Re: Saints as an access to runes (like gods)

From: julianlord <julian.lord_at_jeNTYPezPLOppjo3Ty47a7qxwREY_nhLstqDKjlnMpQFL8XAsG8LOfIg3IPvFftv>
Date: Tue, 23 Jun 2009 07:33:24 -0000


Peter :

> >It does make me think of something I'd wondered about for a while
> >though: is the physical representation of the theis (the
> >grimoire-object perhaps?) important in and of itself - or is it the
> >ability of the user to comprehend its concepts the critical ability
> >being represented?
>
> The rules have said that either the grimoire or a talisman was essential but
> that sits rather oddly with the "something you know" paradigm.

Well yes, but ...

... the "something you know" paradigm cannot really be divorced from our understanding of semiotics, particularly given that Umberto Eco has already been _explicitly_ alluded to in the thread.

The formal, literature-based acquisition of knowledge is only ONE of MANY means and methods whereby knowledge can either be obtained, or shared, or changed, or disputed, or warped, or etc.

A far, far more universal method for the transmission of knowledge (or "knowledge" if we're going to be completely semiotic about it) is in the _informal_ education of children, particularly by their mothers, in the nuclear family environment.
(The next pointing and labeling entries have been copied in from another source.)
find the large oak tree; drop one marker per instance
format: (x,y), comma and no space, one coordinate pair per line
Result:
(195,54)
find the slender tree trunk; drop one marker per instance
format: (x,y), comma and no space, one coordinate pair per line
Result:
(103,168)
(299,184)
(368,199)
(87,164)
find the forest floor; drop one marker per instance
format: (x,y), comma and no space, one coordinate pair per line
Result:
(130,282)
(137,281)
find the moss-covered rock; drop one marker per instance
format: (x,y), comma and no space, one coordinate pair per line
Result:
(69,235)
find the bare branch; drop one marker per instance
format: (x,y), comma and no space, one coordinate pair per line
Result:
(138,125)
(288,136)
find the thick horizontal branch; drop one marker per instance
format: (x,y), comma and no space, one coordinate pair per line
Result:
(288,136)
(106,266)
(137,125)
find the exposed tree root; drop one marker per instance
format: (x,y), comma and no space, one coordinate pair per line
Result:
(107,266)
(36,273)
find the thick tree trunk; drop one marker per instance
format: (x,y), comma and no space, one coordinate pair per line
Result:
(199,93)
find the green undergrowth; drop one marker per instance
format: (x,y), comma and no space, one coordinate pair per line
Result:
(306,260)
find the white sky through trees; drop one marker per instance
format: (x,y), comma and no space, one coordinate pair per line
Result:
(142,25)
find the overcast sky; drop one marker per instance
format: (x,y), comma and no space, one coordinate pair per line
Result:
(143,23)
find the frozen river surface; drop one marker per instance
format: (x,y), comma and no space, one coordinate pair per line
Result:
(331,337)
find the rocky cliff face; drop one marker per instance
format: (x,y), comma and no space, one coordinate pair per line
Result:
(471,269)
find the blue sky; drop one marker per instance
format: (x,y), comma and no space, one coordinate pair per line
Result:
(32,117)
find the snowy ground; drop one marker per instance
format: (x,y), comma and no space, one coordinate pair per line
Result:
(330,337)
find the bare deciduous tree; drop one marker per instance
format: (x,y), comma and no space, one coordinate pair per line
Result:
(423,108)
There is no reason at all why this should not also be true in Western Glorantha.

"Knowledge" is simply that which is held to be true within the social group generally, whether it's your Church, your University, your village, your family -- and is only quite _exceptionally_ something that is possessed by the individual, and ONLY if the individual then succeeds in transmitting this knowledge back into society, or honestly attempts to do so (if he doesn't share this knowledge, but here we're slipping into a more Foucauldian area, then this secret knowledge actually becomes _madness_).

The Grimoire/Talisman is then, I think, a representation in the rules/background of the very social/shared nature of what "knowledge" is actually made of.